这里发现 InstrumentedUnpooledDirectByteBuf 和 InstrumentedUnpooledUnsafeDirectByteBuf都是通过new DirectByteBuffer(capacity) 的方式创建堆外内存，并且释放内存也是通过 DirectByteBuffer 的 cleaner 释放，那它们的区别是什么呢？其实就是读写数据的方式不同。

InstrumentedUnpooledDirectByteBuf 的父类 UnpooledDirectByteBuf

@Override
protected byte _getByte(int index) {
    return buffer.get(index);
}

class DirectByteBuffer extends MappedByteBuffer implements DirectBuffer{
    public byte get(int i) {
        return ((unsafe.getByte(ix(checkIndex(i)))));
    }
}

UnpooledDirectByteBuf 通过 DirectByteBuffer 本身的方法来操作数据，不过 DirectByteBuffer 本身也是使用 unsafe 来操作数据的。

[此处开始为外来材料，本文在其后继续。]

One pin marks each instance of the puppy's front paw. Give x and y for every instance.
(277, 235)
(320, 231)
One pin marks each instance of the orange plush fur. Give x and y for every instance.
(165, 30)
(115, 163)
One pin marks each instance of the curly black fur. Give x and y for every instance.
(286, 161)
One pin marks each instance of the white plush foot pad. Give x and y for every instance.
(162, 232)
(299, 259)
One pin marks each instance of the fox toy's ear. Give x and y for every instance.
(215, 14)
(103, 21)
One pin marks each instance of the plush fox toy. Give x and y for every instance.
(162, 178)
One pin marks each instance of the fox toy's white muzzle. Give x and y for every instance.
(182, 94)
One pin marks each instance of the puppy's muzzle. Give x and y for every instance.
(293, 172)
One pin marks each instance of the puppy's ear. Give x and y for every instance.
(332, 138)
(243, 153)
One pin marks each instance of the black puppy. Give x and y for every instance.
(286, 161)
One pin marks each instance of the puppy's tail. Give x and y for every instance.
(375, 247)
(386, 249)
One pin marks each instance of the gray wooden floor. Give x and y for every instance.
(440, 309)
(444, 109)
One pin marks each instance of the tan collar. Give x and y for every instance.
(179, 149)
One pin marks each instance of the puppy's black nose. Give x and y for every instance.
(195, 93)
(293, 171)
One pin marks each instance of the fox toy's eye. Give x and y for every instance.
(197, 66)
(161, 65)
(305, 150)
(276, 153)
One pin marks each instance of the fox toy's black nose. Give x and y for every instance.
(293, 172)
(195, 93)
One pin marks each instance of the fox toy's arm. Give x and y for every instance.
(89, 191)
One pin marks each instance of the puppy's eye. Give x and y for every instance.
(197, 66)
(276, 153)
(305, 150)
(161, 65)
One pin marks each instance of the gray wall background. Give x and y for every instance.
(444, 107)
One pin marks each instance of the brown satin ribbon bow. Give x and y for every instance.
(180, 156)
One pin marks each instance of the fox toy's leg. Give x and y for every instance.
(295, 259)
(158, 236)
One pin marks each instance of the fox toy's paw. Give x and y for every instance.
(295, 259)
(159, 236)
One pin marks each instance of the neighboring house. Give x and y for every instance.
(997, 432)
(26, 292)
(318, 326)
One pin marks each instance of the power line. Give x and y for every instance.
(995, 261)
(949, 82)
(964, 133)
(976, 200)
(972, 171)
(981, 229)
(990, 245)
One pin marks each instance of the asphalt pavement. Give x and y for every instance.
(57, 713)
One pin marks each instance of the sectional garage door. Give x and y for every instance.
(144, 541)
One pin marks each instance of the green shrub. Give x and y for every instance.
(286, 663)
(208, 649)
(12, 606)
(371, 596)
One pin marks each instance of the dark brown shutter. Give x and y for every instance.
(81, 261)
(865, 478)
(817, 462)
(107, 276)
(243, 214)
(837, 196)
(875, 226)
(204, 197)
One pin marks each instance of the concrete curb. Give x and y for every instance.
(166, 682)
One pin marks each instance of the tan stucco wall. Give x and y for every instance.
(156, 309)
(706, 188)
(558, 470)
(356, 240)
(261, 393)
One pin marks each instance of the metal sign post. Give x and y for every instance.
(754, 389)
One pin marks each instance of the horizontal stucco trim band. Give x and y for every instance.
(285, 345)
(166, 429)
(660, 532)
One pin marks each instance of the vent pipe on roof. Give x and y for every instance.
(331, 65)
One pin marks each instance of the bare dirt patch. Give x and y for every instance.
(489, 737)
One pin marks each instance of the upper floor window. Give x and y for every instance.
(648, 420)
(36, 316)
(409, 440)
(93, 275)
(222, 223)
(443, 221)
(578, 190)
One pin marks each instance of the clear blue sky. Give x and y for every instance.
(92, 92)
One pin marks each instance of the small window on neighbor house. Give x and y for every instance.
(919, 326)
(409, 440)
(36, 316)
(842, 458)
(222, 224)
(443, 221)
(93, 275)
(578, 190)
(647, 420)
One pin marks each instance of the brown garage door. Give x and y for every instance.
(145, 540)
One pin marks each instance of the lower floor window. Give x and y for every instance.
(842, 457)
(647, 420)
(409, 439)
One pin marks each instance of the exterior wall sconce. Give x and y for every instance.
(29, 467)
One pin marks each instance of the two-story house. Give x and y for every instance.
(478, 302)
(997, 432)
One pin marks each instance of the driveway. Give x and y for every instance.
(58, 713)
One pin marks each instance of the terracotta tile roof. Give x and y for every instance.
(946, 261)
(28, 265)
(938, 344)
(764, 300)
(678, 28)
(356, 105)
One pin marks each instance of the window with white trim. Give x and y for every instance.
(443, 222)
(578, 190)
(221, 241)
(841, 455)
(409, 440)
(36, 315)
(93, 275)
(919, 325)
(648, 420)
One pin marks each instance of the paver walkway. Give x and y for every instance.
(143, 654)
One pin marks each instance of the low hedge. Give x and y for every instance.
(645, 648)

InstrumentedUnpooledUnsafeDirectByteBuf的父类 UnpooledUnsafeDirectByteBuf

@Override
public byte getByte(int index) {
    checkIndex(index);
    return _getByte(index);
}
@Override
protected byte _getByte(int index) {
    // 最终就是 UNSAFE.getByte(address);
    return UnsafeByteBufUtil.getByte(addr(index));
}

UnpooledUnsafeDirectByteBuf 是直接使用的 unsafe 来操作数据的。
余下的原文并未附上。